The ambassador's aide grimaced but didn't stop writing. The ambassador folded the paper and put it back in the envelope. "Inspector, I am going to request that you be sent home immediately. That's a formality. I don't really require approval. I have good and sufficient reason to order you out on my own authority, even before I receive guidance from Pyongyang. Your brother and I had a conversation the other day, and now I see why he warned me against letting you stay. You are disrupting my operations here. Because I do not know what you are doing or why, I consider you a menace. The Swiss are also unhappy, and if they are unhappy, so am I. The last thing we can afford is to have the Swiss snapping at us. They don't want a defection here; neither do I. It doesn't matter what airplane leaves in the next three hours, or where it goes. I want you on it."

Defection? Had my brother spread the word that I was thinking of defecting? There was a knock on the door, and the same woman came in with another envelope. The ambassador signed the log again, and this time ripped the envelope open. "Sons of bitches," he muttered. The aide put down his pen.

"I take it the inspector should not pack his bags just yet." The man who wasn't really a driver didn't sound surprised.

"Handwritten instructions from the Top." The aide and the security man glanced nervously heavenward. "He stays." The ambassador gave me a malign look. I didn't know him at all; our paths had never crossed before, and if he had passed through my sector in Pyongyang, I hadn't noticed. But he definitely didn't like me. "There are wheels spinning, Inspector. I strongly advise you stay clear of things that don't concern you." He paused. "Mountain lakes are deep, just remember that. Perhaps it would be good for you to start wearing your badge. It might help with identification." The aide closed his notebook and slipped out of the room. The ambassador turned to a young woman who had been lounging near the window. "The talks should resume the day after tomorrow. Have the delegation pass a message to the other side tomorrow morning telling them we have new instructions. Let them fuss with that idea for twenty-four hours. Don't say anything about the reappearance of the wanderer." Another malign look was flung in my direction.
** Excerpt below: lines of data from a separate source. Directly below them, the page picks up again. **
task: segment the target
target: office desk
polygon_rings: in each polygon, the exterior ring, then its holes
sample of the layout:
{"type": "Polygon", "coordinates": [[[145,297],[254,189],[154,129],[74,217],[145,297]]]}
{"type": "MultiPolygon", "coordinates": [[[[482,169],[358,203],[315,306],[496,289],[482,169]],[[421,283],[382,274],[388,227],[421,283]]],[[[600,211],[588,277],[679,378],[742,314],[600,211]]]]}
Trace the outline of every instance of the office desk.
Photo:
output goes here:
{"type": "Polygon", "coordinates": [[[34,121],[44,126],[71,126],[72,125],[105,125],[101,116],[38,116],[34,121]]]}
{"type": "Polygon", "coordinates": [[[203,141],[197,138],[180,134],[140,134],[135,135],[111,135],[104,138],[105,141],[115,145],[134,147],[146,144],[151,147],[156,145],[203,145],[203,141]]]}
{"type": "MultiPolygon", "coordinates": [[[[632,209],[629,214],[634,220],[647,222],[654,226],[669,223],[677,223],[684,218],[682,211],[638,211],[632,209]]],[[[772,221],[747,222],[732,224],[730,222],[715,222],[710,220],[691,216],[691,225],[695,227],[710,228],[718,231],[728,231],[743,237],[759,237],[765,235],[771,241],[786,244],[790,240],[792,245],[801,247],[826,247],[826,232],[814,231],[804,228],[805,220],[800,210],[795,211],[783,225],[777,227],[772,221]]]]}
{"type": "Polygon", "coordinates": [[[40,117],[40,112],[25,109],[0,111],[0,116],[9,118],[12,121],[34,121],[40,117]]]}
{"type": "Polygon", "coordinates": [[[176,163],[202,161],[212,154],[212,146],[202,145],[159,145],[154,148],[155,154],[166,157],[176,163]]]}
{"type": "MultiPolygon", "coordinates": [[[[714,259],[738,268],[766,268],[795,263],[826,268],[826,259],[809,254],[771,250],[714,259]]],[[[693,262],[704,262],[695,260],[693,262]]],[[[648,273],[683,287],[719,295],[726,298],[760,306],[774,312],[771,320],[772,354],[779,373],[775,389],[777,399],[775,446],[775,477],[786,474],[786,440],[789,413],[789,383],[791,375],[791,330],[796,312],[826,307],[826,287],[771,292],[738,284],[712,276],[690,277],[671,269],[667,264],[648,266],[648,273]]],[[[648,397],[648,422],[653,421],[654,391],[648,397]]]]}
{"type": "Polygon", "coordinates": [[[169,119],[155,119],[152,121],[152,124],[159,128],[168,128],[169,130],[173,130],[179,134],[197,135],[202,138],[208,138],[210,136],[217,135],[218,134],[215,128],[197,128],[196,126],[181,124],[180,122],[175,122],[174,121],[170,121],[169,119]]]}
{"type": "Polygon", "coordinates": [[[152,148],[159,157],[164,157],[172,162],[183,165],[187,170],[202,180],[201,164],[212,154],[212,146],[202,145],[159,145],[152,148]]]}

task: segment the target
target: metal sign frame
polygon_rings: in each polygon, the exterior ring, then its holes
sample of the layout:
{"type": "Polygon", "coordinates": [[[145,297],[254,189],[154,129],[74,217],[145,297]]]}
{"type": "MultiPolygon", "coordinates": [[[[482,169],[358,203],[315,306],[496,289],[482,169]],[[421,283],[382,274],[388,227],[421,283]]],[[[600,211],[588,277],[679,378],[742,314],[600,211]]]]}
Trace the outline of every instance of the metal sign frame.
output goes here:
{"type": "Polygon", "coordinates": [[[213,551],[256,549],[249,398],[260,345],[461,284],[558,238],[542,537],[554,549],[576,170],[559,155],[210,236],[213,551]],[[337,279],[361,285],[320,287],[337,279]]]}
In the hallway, I passed Mr. Roh. It was time for our talk. "I'm going out for some fresh air," I said. "I hear the fountain in the park, the one near the rose garden, is nice in the afternoon light." He nodded and kept walking.

2

A smart young man-that was what I concluded when I saw Roh sitting on one of the white benches beside the fountain about an hour later. Smart, a little reckless, maybe a potential security risk. That's how it would go down in his file if anyone spotted him here talking to me. A security risk because he was out meeting with a security person from another office without checking first with his own. And I knew he hadn't checked with his own, because they never would have let him come here alone to sit with me. So he was a risk, and it wasn't my worry. It meant he'd answer some questions, as long as I gave him a comfortable lead-in. His head was down and he might have been reading the book in his lap. But he wasn't; he was waiting. As soon as he heard my steps on the gravel path, he looked up.

"Nice weather," I said. "A good day to sit underneath pine trees."

"This could get me into a lot of trouble," he said. "The word going around the halls is, the ambassador doesn't like you."

"But you decided it was worth the risk. Otherwise you wouldn't be here."

"I was curious. People have been wondering about you ever since you showed up."

"Have they? And why should that be? I'm just a servant of the people, doing the people's business." He was smart and he was curious, but he knew enough not to trust me yet. That was alright. I didn't like people who trusted me too quickly. They could go the other way just as fast.